In the area of personal, romantic relationships, I have also suffered emotionally, to quite a major extent, as a result of some of the intimate partner type relationships that I have had. I’ve experienced the betrayal of trust that is infidelity. I’ve been on the receiving end of damaging behaviors such as refusal to communicate, (otherwise known as stonewalling, ghosting or the silent treatment). I am also a Survivor of Domestic Violence, (otherwise known as Domestic Abuse or Intimate Partner Violence), having endured mistreatment such as attempts to erode my self-worth via demeaning and critical and blatantly insulting comments, attempts to isolate me from others, withdrawal of affection, intimidating threats, attempts to gaslight, unpredictable outbursts of apparently unprovoked rage, and escalation to physical assault.
Domestic Abuse and Infidelity and Stonewalling, (the latter two being forms of abuse too, in fact), are far too common. “1 in 4 women and 1 in 7 men will experience severe physical violence by an intimate partner in their lifetime” (Source: CDC, 2017). Spouses cheating on their spouses or significant others is rife. As is the existence of people who harm others by avoiding communicating in sincere, honest, open, transparent ways.
As a result of the various forms of mistreatment I experienced from men, (including originally from my well-meaning but acutely harmful Dad), I experienced the following set of emotions. Extremely low self-esteem, anxiety, fear, severe depression, suicidal ideation.

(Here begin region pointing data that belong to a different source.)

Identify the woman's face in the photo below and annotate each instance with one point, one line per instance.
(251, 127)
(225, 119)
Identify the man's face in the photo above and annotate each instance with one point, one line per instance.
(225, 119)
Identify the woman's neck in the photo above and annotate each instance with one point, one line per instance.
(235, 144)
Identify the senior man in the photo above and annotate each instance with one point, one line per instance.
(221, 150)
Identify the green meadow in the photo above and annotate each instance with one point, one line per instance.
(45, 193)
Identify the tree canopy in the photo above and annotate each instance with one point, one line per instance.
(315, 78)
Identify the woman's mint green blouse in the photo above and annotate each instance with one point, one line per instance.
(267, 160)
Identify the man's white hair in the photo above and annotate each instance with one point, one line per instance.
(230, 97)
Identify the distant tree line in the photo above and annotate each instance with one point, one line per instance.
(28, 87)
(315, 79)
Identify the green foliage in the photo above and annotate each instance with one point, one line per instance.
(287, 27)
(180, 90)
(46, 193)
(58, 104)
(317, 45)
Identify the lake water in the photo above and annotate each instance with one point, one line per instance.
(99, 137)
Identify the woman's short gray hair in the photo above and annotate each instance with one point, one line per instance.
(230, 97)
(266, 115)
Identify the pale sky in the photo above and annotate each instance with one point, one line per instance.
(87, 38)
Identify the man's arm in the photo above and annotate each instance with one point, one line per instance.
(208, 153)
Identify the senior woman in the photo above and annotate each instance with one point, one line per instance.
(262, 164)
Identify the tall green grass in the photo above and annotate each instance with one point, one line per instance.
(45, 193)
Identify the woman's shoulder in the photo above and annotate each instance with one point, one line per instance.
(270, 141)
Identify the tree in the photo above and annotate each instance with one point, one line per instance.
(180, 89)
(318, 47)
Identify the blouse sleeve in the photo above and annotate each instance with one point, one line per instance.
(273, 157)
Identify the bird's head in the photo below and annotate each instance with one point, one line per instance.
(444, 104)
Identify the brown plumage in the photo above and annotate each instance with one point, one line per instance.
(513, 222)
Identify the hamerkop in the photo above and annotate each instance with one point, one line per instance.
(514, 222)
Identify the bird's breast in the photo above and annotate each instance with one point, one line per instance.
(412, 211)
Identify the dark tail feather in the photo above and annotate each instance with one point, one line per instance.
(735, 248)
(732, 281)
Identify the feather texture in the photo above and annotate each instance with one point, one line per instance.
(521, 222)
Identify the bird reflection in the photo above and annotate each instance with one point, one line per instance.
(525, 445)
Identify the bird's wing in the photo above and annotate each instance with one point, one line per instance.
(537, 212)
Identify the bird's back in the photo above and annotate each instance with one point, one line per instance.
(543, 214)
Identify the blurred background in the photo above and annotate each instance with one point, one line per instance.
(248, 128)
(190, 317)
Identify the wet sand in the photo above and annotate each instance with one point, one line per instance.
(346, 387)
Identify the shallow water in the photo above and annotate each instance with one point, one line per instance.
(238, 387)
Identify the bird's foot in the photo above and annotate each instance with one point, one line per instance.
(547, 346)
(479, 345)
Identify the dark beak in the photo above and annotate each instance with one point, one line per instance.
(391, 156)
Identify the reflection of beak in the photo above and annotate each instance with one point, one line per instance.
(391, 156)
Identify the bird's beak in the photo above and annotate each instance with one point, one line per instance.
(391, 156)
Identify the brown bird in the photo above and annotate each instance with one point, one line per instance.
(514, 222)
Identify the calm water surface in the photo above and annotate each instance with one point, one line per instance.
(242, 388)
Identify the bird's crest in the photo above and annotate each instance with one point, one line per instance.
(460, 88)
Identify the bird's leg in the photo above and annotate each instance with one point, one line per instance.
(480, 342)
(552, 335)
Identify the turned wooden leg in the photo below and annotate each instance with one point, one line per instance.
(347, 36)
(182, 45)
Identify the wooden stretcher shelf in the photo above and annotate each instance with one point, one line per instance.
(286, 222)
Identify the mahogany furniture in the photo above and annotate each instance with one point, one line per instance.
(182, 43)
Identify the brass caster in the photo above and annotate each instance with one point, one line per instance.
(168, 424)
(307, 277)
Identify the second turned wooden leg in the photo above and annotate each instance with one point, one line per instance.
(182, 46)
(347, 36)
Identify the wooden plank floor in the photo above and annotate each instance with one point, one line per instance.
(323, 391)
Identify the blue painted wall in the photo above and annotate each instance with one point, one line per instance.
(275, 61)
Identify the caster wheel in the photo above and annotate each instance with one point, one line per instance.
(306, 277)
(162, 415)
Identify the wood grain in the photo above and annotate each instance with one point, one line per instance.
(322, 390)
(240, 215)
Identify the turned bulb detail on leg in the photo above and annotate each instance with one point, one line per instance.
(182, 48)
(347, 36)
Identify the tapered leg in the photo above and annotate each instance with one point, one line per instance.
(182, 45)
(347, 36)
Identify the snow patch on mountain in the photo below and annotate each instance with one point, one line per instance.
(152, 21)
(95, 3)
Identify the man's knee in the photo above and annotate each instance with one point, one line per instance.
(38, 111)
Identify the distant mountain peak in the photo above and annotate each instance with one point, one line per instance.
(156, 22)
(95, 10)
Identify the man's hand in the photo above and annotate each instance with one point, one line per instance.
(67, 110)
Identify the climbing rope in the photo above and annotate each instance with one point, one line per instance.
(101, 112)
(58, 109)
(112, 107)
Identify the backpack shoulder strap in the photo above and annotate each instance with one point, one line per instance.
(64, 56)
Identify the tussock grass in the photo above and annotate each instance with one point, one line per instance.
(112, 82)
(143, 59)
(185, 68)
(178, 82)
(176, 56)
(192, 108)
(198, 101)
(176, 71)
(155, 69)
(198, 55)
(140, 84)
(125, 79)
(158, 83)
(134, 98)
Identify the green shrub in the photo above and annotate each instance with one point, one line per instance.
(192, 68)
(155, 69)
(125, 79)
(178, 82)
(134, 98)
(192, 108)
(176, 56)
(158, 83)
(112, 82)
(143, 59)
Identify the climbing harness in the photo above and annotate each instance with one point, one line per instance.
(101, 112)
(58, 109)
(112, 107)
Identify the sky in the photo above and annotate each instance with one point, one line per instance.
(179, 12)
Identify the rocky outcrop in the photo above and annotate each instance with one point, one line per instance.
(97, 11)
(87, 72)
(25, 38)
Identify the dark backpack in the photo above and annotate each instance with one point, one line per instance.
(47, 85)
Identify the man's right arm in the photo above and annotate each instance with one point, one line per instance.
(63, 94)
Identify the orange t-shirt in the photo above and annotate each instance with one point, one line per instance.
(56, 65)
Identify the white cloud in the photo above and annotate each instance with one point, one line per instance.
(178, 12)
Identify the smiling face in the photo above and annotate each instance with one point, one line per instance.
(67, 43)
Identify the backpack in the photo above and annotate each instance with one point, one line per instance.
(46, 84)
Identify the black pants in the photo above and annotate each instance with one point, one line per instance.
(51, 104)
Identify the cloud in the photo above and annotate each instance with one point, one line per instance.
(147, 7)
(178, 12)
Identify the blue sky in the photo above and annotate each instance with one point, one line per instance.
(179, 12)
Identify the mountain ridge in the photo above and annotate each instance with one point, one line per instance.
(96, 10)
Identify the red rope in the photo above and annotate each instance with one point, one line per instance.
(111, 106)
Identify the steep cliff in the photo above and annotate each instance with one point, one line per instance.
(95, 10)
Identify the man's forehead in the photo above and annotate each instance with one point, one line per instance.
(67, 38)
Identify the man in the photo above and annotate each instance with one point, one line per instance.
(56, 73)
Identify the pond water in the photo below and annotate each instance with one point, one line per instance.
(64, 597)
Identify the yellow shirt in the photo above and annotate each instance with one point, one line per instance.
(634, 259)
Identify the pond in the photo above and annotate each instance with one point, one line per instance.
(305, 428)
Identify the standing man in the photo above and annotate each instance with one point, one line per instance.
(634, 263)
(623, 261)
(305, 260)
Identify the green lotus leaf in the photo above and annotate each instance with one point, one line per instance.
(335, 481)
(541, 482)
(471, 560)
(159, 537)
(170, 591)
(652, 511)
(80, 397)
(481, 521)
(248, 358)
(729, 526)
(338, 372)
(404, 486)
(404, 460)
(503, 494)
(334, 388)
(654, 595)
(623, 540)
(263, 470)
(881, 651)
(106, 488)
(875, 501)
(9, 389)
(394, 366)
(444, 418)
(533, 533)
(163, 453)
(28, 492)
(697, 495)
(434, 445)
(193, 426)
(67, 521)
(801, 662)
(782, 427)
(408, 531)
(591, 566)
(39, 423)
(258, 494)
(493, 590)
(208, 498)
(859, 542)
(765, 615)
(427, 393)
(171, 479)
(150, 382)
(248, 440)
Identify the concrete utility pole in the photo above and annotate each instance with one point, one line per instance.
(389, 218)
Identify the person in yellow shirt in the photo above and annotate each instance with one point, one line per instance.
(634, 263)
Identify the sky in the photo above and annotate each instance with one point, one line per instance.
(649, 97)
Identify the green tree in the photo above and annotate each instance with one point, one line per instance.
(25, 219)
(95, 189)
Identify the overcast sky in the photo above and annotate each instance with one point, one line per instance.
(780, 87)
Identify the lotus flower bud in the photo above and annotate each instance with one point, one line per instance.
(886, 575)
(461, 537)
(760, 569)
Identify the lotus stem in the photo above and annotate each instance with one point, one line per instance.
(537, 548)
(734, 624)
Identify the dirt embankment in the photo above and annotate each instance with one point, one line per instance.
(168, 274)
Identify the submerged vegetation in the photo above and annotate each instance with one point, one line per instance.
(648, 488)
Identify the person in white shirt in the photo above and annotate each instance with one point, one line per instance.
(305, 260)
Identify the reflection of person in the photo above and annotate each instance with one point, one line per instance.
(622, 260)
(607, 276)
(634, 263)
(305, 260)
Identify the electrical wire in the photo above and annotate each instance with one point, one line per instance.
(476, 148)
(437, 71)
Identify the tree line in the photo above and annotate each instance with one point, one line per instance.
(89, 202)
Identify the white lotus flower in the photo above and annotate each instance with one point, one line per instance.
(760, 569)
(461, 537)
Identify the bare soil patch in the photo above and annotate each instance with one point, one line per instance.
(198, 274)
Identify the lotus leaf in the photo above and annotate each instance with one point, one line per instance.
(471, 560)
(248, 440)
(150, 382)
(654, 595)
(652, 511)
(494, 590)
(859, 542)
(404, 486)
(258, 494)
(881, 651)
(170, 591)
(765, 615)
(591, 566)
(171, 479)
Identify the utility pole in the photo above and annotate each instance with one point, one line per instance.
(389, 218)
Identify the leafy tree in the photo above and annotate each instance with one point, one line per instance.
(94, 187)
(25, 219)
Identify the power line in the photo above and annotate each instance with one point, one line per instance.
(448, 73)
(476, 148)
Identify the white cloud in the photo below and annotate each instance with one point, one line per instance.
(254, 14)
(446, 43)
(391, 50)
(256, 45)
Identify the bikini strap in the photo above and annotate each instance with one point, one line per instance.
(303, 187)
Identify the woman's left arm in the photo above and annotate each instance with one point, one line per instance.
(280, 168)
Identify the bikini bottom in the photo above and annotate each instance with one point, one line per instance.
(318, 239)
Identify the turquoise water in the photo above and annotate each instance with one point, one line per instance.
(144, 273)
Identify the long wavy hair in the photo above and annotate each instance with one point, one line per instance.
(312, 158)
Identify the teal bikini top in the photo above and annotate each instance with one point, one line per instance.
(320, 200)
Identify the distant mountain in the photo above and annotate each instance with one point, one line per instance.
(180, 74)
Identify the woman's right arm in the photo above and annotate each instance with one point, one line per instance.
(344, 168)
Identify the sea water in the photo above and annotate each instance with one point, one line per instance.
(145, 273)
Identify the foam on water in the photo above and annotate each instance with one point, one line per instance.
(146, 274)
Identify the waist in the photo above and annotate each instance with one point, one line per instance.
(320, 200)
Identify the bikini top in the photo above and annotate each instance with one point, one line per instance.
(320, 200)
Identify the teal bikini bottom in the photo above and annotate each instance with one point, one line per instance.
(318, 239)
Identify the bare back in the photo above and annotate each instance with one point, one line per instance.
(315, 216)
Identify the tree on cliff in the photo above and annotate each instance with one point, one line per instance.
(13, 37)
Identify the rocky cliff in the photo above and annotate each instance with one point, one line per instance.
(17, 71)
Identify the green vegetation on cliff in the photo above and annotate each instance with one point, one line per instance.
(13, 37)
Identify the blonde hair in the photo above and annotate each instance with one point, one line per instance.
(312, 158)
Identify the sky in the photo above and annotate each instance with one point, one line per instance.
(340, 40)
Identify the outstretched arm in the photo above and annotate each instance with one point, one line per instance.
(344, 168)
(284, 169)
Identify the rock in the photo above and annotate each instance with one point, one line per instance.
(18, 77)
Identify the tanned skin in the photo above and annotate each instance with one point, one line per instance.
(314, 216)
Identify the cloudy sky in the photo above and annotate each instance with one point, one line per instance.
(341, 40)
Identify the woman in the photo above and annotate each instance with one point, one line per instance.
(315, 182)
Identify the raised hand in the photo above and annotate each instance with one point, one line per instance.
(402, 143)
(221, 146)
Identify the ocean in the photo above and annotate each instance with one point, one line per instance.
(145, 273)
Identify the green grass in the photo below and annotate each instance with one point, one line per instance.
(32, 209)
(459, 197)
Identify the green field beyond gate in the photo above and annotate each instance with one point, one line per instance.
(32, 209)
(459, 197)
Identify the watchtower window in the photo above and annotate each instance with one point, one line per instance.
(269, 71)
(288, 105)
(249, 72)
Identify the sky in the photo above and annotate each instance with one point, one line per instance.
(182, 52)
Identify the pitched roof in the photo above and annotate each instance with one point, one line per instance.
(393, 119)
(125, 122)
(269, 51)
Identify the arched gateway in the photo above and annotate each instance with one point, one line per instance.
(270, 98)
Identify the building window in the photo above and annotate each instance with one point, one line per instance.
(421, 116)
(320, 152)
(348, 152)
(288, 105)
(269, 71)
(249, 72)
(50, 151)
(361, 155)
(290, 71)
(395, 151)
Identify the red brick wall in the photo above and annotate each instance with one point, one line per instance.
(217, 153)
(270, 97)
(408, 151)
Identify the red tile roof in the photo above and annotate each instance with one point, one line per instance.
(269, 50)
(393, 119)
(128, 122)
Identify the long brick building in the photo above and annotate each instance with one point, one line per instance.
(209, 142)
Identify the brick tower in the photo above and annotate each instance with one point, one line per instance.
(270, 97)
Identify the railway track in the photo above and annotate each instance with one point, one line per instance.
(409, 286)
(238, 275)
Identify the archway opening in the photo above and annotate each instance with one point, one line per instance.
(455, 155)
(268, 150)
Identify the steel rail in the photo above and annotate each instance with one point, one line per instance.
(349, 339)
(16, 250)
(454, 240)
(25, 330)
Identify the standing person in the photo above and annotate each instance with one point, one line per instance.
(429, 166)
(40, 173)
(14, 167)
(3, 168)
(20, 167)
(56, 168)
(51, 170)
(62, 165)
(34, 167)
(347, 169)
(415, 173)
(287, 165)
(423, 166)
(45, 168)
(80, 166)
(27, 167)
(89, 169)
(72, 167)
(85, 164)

The emotional pain and distress that I have felt due to various traumas led me to seek ways to heal. And I realized along the way that I had a strong desire to help others, that I wanted to be able to assist other people on their journeys of healing. The concept of “The Wounded Healer” plays an integral part in my work with clients, since often it allows me to better understand the struggles that my clients name.
My level of self-worth was almost crushed and at times it felt like depression would overtake me to a point of no return, but I have survived and overcome all the ‘fiery darts’ sent to attempt to destroy me. I now know with clarity what love is and what it is not. And I now see the truth of who I am and I value myself as I ought to, i.e. accurately. I recognize my unique qualities, truly like who I am, am truly proud of who I am, and now the challenge is to stay strong in the face of anyone and anything that crosses my path and tries to harm me in any way.
I felt a strong pull towards the idea of being in a more solid position to offer emotional and psychological support to others as they pass through difficult or/and painful times in their lives and as they undertake their own personal growth quests. So, in January 2004 I began training to become a Psychotherapist at the Centre for Counselling and Psychotherapy Education, in London. I later graduated with a Master’s degree in Transpersonal Counselling and Psychotherapy from the University of Northampton, England. Since moving to the U.S. in 2012, I have become licensed to practice psychotherapy in the states of New York, Florida and California, where my official professional titles are Licensed Mental Health Counselor, LMHC, and Licensed Professional Clinical Counselor, LPCC. Elsewhere in the U.S. my professional title is Life Coach.
I have been working in the Psychotherapy field since October 2004. In central London, I worked with clients at a doctors’ office in the Harley Street neighborhood, at a drop-in counseling center on Piccadilly and at a counseling center on Portobello Road in Notting Hill. In Brooklyn, New York, I worked with patients in the Inpatient Psychiatric Unit of SUNY Downstate Hospital. In Manhattan, New York, I worked as a Psychotherapist in a group practice on the Upper West Side. I now have a private practice here in the USA, physically based in Brooklyn, New York, but licensed in three states, treating clients residing in NY, CA and FL, via sessions conducted remotely.